37. Trois jours
Nous passons les trois semaines suivantes à travailler, côte à côte. Parfois main dans la main. Il m'enseigne des techniques que je ne connaissais pas et, parfois, je me contente de m'installer sur un fauteuil et de l'observer sculpter. Je pourrais le regarder faire, sans jamais me lasser. Les jours défilent et avec eux, notre relation s'épanouit, même si nous vivons toujours à l'abri des regards. Il a insisté pour étendre notre zone à cet endroit si particulier à ses yeux, si bien que, désormais, nous nous aimons dans l'appartement, mais aussi dans son atelier.
— Êtes-vous ravie du spectacle, mademoiselle Benedict ? me demande-t-il taquin alors que j'ai arrêté de lire mon roman pour l'observer sans relâche.
— Si on veut, monsieur Millers, feins-je l'indifférence.
— Votre livre ne suffit pas à vous satisfaire ?
Je le referme et hausse les épaules.
— Paul est sexy à sa façon, mais rien à voir avec vous, dis-je amusée.

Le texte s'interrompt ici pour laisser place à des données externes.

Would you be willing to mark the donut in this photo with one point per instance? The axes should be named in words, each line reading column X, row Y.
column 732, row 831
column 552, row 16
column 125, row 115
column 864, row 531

Il secoue la tête en souriant, puis reprend là où il s'était arrêté. Une mirette en main, il retire de la matière sur le dos de sa sculpture. Je sais ce qu'elle représente. Notre première fois, ici, à même ce sol. Même si le souvenir a été douloureux, j'ai accepté qu'il le sculpte lorsqu'il me l'a demandé, parce qu'il représente ce jour où, pour la première fois, nous avons baissé les armes. Un buste de femme, chemise ouverte, et un buste d'homme torse nu, les doigts entrelacés. Pour les visages, il a changé quelques traits de nos visages respectifs, mais a tenu à garder la fossette qui se trouve sur ma joue droite bien que je n'ai pas compris en quoi elle était si importante.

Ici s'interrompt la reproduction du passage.